Mon 7 Dec 2009
When my awesome American family came to visit us in Australia, one thing they all agreeed on was how great they thought the food in Australia was. The last time we were in the States, Kim and I also noticed that American bookstores tend to stock quite a few Aussie cooking magazines and recipe books. And in general, I think the quality of food at restaurants Down Under is at a pretty high standard compared to the USA. But that doesn’t mean that I don’t miss certain American foods.
We brought back quite a few kilos of American food back to Australia, but it’s not the kind of stuff that most gourmets would drool over. We could only bring back the kinds of processed, boxed-up, grocery store food that would withstand a 24-hour transcontinental trip, but fortunately this included one box Life cereal, a food I have loved since childhood.
In America there are whole supermarket aisles dedicated to the cult of the breakfast cereal. As a kid I could rattle off the names of dozens of different sugary cereals and the cartoon mascot associated with each one, even though most of them remained were banned from our household for exceeding my mom’s limit of six grams of sugar per serving. Although we were limited to more subdued fare like Kix, Rice Crispies and Crispix, choosing which breakfast cereal I would enjoy with milk, toast and a glass of OJ was always a cherished part of my morning routine.
Australia has breakfast cereals to be sure, but Aussie youth are not well-acquainted with the likes of Cap’n Crunch, Tony the Tiger and Toucan Sam.
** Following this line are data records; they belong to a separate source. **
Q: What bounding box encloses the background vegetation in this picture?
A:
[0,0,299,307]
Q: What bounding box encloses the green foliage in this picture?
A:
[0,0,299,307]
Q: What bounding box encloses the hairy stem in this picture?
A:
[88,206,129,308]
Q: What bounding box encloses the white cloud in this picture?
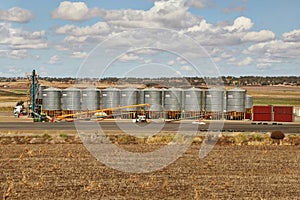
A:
[242,30,275,43]
[0,49,29,59]
[56,22,110,36]
[282,29,300,42]
[237,56,253,66]
[153,0,212,9]
[52,1,102,21]
[168,60,175,65]
[224,16,253,32]
[118,54,140,62]
[71,51,88,59]
[0,7,33,23]
[185,19,214,33]
[256,63,271,69]
[181,65,193,71]
[245,40,300,59]
[0,23,48,49]
[98,0,199,29]
[48,55,61,64]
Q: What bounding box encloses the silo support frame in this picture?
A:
[225,112,246,120]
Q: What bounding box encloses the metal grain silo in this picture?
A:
[36,85,47,99]
[205,88,225,112]
[102,88,120,109]
[81,87,100,111]
[164,88,182,111]
[42,87,61,110]
[226,88,246,112]
[245,95,253,109]
[120,88,138,111]
[183,87,202,111]
[143,88,162,111]
[61,87,81,111]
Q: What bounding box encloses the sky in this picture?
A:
[0,0,300,78]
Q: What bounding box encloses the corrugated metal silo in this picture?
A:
[245,95,253,109]
[120,88,138,111]
[183,87,202,111]
[61,87,81,111]
[143,88,162,111]
[164,88,182,111]
[81,87,100,110]
[226,88,246,112]
[102,88,120,109]
[38,85,47,99]
[42,87,61,110]
[205,88,225,112]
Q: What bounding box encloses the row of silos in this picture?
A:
[41,87,253,112]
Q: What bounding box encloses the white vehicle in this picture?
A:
[14,105,23,118]
[135,115,147,123]
[192,121,206,125]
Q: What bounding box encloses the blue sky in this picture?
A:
[0,0,300,77]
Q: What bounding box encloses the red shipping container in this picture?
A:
[253,106,272,114]
[273,106,293,114]
[274,113,294,122]
[253,113,272,121]
[245,113,252,119]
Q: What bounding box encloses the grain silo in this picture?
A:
[143,88,163,119]
[164,88,182,111]
[245,95,253,109]
[143,88,162,111]
[42,87,61,111]
[163,88,182,119]
[245,95,253,120]
[37,85,47,100]
[102,88,120,109]
[183,87,202,112]
[226,88,246,112]
[205,88,225,112]
[61,87,81,111]
[81,87,100,111]
[120,88,139,110]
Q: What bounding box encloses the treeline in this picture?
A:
[0,76,299,87]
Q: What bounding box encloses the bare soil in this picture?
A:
[1,143,300,199]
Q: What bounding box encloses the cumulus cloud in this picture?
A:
[256,63,271,69]
[168,60,175,65]
[0,7,33,23]
[48,55,61,64]
[51,1,300,71]
[245,40,300,59]
[0,49,29,59]
[242,30,275,43]
[71,51,88,58]
[282,29,300,42]
[153,0,212,9]
[237,56,253,66]
[56,22,110,36]
[224,16,253,32]
[52,1,102,21]
[181,65,193,71]
[0,23,48,49]
[118,54,140,62]
[98,0,199,29]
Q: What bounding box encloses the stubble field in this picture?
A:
[1,142,300,199]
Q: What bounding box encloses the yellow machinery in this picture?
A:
[56,104,150,121]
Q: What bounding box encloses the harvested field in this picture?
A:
[1,142,300,199]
Australian super markets have about as many kinds of cereal as American supermarkets have kinds of salsa. Which is to say they have 12, rather than 120. And crucially, they do not have Life cereal.
Life is not an especially interesting breakfast cereal. It’s just flat little brown squares of processed flour and sugar. When I was a kid, Life was promoted as being a cereal which stayed crunchy in milk for a long time, but I did not find this to be true. It starts out crunchy, but does not stay that way. The best thing you can say about Life is that, though boring, it is not tasteless. The taste is pleasant, but not particularly memorable.
Crucially, Life doesn’t even have any mascot to speak of. It probably owes most of its market share an almost inexplicably popular commercial which ran from the early 70s clear through to the mid-80s.
I personally don’t think that commercial is as good as this, earlier one, which at least makes an attempt at introducing cartoon mascots for Life. Unfortunately, they are probably the lamest cartoon mascots ever:
Both of those commercials were off the air before I was introduced to Life as a child, but it still managed to become my favorite cereal. I’ve liked this cereal for so long that I couldn’t really tell you why it’s always been my favorite. But I’d hazard a guess that its sugar content, which nearly exceeds Mom’s strict six gram limit, played a large part in gaining my favor in my formative years.
Because I ate it so much as a child, Life has attained a place in my reptilian brain as a kind of ur-cereal, the original, truest standard by which all others are to be judged. Its very lack of remarkable characteristics is what makes it so appealing. To me, Life is THE cereal.
It’s a comfort food in every sense of the word. I would not recommend it to anyone who does not already love it. But I love it, and I guess I always will.
And as far as I know, I have the only box of it in all of Australia.